Parris glared at his apprentice.
“Do you plan to arrest every old mother who’s lost her teeth or who has cured the giddies or the heaves with a home-made brew? Or are you also after those you call the dissenting brethren?”
“You overstep yourself, Mr. Wakely, and you saw what happened at Ingersoll’s!”
“And you, sir? You create trouble here, wantonly so. Show him the evidence of it, Mr. Hathorne, Mr. Corwin.”
“I say again, Wakely, you overstep your position!” The veins on Parris neck looked as if they were made of ship’s rigging.
“Do I? When there are lives at stake, and the peace and tranquility of the region?”
“I want you out of my home, Mr. Wakely, tonight!” he countered. “Do you understand? I’ll write you up well for Mather, but your time here is over.”
“I am packed and prepared to leave at any time, Goodfriend.”
The use of the term had Parris gritting his teeth. “Tonight, now!”
“Please, please, gentlemen,” began Corwin. “You will wake my ailing wife.”
Jeremy held up a hand to the judge. “Well now. What Mr. Parris proposes is best all round, your honors, but before I take my leave, I will know what you intend to do about that sermon in your hand, Magistrate Hathorne.”
“Sermon?” asked Parris. “What sermon?”
“The sermon and excommunication you’ve planned for Rebecca Nurse.”
Parris looked stricken and trapped for a mere moment. “There is ample reason to believe the woman one of them! She was among those midwives to Mrs. Putnam during several of the murders of Mrs. Putnam’s children!”
“You’re now predicting who next will be called out a witch, sir?” asked Hathorne of Parris, a stern look passing between them.

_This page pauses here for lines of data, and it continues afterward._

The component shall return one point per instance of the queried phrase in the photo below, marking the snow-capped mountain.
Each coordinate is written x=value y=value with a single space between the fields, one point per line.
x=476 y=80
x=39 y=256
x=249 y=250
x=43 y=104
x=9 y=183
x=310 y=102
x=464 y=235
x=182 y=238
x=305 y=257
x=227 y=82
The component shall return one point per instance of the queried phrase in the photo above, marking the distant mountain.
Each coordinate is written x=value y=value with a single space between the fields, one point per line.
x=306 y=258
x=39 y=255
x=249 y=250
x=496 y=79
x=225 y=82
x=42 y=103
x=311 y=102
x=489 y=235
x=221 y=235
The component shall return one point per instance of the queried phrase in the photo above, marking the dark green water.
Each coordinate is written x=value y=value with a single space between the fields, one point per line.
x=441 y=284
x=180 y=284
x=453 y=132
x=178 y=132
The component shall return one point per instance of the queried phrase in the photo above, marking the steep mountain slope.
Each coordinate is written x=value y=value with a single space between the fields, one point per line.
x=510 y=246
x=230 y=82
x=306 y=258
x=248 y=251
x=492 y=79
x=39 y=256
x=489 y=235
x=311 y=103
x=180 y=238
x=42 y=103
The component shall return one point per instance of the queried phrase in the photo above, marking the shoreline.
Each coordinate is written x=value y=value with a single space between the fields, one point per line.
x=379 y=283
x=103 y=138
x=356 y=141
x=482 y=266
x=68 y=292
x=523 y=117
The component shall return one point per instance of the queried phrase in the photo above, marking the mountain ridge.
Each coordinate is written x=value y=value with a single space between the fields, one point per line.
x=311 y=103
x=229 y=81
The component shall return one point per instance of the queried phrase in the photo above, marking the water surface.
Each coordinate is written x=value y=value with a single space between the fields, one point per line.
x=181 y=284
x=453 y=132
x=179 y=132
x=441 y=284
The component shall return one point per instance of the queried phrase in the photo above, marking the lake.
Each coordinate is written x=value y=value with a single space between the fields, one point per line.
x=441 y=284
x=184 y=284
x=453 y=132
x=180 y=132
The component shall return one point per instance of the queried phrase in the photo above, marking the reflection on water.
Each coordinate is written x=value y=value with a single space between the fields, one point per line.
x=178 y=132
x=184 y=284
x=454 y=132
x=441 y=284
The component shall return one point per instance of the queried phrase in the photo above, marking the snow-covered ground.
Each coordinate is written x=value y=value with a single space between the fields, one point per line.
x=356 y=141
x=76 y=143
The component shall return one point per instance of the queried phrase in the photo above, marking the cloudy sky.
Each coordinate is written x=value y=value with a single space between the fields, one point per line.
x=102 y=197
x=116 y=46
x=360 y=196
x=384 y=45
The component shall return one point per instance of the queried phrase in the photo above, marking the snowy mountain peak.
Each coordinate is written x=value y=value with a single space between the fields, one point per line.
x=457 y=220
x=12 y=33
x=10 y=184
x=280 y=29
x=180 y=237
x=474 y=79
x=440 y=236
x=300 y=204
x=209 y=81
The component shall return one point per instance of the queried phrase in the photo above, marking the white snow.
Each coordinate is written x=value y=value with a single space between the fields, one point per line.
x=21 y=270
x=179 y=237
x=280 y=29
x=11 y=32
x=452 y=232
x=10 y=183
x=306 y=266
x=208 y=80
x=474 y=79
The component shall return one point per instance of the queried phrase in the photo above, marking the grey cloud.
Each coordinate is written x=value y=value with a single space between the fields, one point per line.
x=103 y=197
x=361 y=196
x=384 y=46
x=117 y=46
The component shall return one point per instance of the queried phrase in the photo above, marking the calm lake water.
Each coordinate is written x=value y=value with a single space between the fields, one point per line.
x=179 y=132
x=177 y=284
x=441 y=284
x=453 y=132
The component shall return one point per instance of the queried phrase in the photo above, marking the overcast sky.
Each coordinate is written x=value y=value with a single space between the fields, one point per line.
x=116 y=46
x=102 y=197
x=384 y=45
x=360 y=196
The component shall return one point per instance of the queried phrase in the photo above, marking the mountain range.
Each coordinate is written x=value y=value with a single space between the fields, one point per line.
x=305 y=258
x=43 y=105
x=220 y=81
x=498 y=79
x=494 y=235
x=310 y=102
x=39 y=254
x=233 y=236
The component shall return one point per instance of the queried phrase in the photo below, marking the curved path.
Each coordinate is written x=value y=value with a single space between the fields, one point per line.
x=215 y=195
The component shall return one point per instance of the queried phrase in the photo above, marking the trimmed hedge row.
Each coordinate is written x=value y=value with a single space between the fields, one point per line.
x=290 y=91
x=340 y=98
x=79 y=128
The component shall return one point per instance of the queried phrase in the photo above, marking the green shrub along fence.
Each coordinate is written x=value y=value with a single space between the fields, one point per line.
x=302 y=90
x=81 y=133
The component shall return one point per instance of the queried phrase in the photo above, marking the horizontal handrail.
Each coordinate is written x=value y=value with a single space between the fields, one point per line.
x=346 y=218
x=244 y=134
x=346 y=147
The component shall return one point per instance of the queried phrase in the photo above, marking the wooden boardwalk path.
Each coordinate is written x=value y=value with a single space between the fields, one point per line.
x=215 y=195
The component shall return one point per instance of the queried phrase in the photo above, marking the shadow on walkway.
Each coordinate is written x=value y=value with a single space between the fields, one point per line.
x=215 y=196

“Why, sirs, it’s no secret among the knowledgeable!” countered Parris. “The Nurse woman and her sisters all at one time or another attended Mrs. Putnam at child killings disguised as birthings, pretending the goodness of midwives!”
“I know this woman, Mother Nurse, and such an allegation against one so pious as she, well it is an out and out lie!” Jeremy said, crossing the room and standing in Parris’ face.
“It’s no lie, no prediction,” countered Parris, fuming, “but an inevitable conclusion. And that sermon appears to’ve been stolen from my desk! I’ll have it back.”
Hathorne held the sermon pages overhead. “No, no Samuel,” he began, “you’ll not have it back.”